"Rosa y espina", de Abel Kortazar Longa

24.05.2019

Hace tres días que mi marido se fue de viaje. No pudo evitar que nuestro fin de semana se truncase por un compromiso de trabajo. Me dijo que se trataba de un cliente importante y que, cuando tuviese un momento libre, se pondría en contacto conmigo. Javier es una persona paciente, un trabajador infatigable, un marido que, como dice Rosa cuando la exaspero con mis manías, no merezco.

El viernes tuve un día horrible. Tenía programada la cena anual con el grupo de la facultad y no tuve tiempo de despedirme. Fue durante la sobremesa cuando, abrumada por los logros de mis amigas, me sorprendí, exponiendo en primera persona las maravillas del bufete. Incluso a mí me pareció una intervención forzada, pero no pude evitarlo.
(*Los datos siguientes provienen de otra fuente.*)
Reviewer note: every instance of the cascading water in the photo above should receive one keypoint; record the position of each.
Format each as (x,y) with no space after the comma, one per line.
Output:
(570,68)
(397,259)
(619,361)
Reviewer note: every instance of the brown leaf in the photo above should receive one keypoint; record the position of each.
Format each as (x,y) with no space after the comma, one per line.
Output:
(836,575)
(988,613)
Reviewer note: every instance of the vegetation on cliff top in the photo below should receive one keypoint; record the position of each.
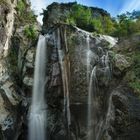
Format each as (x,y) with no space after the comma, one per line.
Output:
(123,25)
Percibí alguna mirada de soslayo, un chismorreo entrecortado y, al final, el silencio: solo entonces me acordé de él.

Cuando llegué a casa eran las cuatro de la tarde: estaba agotada, apenas había dormido, tenía hambre... Es lo bueno de no tener hijos, pensé: te sientes más libre, no tienes responsabilidades ineludibles y, en ocasiones, puedes comportarte de una manera desinhibida. Javier no había llamado: su teléfono estaba apagado o fuera de cobertura. Sin embargo, mi amiga Arantxa, la mejor compañera que tuve en la Universidad y mi aliada y confidente durante la pasada noche, no paró de martillearme con sus mensajes. Quería saber quién era aquel chico, cómo surgió y hasta dónde llegamos. Se moría de ganas por escuchar todo tipo de detalles que a mí no me apetecía recordar. Le dije que me quería acostar temprano y quedamos para el día siguiente.
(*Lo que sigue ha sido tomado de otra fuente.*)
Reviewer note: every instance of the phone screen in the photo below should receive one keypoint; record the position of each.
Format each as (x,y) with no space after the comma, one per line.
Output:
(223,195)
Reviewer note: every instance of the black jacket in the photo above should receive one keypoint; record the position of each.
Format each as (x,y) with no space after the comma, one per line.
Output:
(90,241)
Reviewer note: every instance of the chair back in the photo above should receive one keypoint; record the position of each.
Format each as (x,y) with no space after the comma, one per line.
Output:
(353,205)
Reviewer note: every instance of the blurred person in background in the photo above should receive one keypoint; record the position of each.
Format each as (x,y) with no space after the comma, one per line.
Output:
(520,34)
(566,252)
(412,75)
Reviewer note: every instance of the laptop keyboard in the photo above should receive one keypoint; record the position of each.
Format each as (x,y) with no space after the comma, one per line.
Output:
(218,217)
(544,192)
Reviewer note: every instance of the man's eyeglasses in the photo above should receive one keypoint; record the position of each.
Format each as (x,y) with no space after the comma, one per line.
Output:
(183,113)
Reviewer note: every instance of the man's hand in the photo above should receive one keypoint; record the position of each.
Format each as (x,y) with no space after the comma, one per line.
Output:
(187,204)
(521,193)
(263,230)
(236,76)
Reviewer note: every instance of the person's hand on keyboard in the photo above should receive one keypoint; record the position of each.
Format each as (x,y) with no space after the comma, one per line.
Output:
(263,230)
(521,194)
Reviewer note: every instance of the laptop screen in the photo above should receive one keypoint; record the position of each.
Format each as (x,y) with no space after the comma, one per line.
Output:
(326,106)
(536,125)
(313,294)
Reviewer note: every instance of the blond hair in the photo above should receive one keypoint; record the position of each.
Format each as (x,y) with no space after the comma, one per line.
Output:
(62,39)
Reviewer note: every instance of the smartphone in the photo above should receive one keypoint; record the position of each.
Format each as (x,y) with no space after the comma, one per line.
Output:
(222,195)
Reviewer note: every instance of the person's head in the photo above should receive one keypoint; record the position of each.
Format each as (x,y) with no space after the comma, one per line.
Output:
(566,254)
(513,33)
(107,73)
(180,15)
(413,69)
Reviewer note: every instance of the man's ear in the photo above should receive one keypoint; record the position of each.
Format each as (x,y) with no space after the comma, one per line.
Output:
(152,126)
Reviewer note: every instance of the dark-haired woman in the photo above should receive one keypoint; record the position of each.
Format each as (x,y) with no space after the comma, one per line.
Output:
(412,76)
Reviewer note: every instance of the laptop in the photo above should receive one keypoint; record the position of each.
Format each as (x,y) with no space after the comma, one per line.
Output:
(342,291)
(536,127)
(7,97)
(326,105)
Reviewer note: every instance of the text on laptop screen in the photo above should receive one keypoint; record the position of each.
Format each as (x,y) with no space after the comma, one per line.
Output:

Hoy, después de desayunar, extrañada por seguir sin noticias de Javier, he intentado recordar algún detalle que pudiera justificar su silencio, pero no he llegado a ninguna conclusión. Después de comer, he dado un paseo con Arantxa por el parque. Me ha puesto la cabeza como un bombo. He sido discreta y no he querido inmiscuirme, pero es obvio que algo no marcha bien con su pareja. De vuelta en casa, he llamado a Rosa para que me recuerde la agenda de mañana. Menos mal que ella siempre está dispuesta a poner un poco de orden en mi caos. Es una mujer tan responsable..., pensaba, mientras marcaba su número. Sin embargo, como suele ocurrir los días en los que sientes tu cerebro entumecido, todo parecía ponerse en mi contra: Rosa no contestaba. Lo intenté por lo menos una docena de veces, pero fue en balde. "Siempre que la necesito no está: ¡vete tú a saber dónde se habrá metido!" - repetía, enrabietada, antes de acostarme. Y, entonces, al escuchar mi cantinela de todos los días, volví a recordar a Javier, exhortándome con su mirada para que no fuese tan estricta con ella. Dice que es una chica trabajadora y comprometida, una pieza clave en el bufete que merece toda nuestra confianza. Al final, aunque sea a regañadientes, siempre termino por hacerle caso. Sin embargo, tengo que reconocer que, en ocasiones, Rosa me resulta una persona engreída y, sinceramente, no creo que su labor sea tan importante.

Estaba a punto de dormirme cuando sonó el teléfono. Era Javier. Habían surgido problemas con el vuelo y no llegaría hasta el día siguiente. Llamaba para que no me alarmase, y aprovechó para informarme que Rosa tampoco acudiría al trabajo. Por lo visto, se había puesto en contacto con él para decirle que se hallaba indispuesta. Repasaron la agenda y concluyeron que no había nada sustancial para el lunes. En cualquier caso, estaba seguro de que yo podría hacer frente a cualquier contratiempo que surgiera en el despacho:" Por algo eres la jefa..." añadió, con cariño, antes de despedirse.

Colgué el teléfono con cierta desazón. Algo de lo expresado por Javier me chirriaba. Repasé la conversación de manera obsesiva, hasta que, por fin, caí en la cuenta: Rosa era la única persona que me llamaba de esa manera. Respiré aliviada por haber sido capaz de resolver el jeroglífico. Me había sacado una espina que amenazaba con aguijonearme durante toda la noche. Cambié de postura y volví a conciliar el sueño.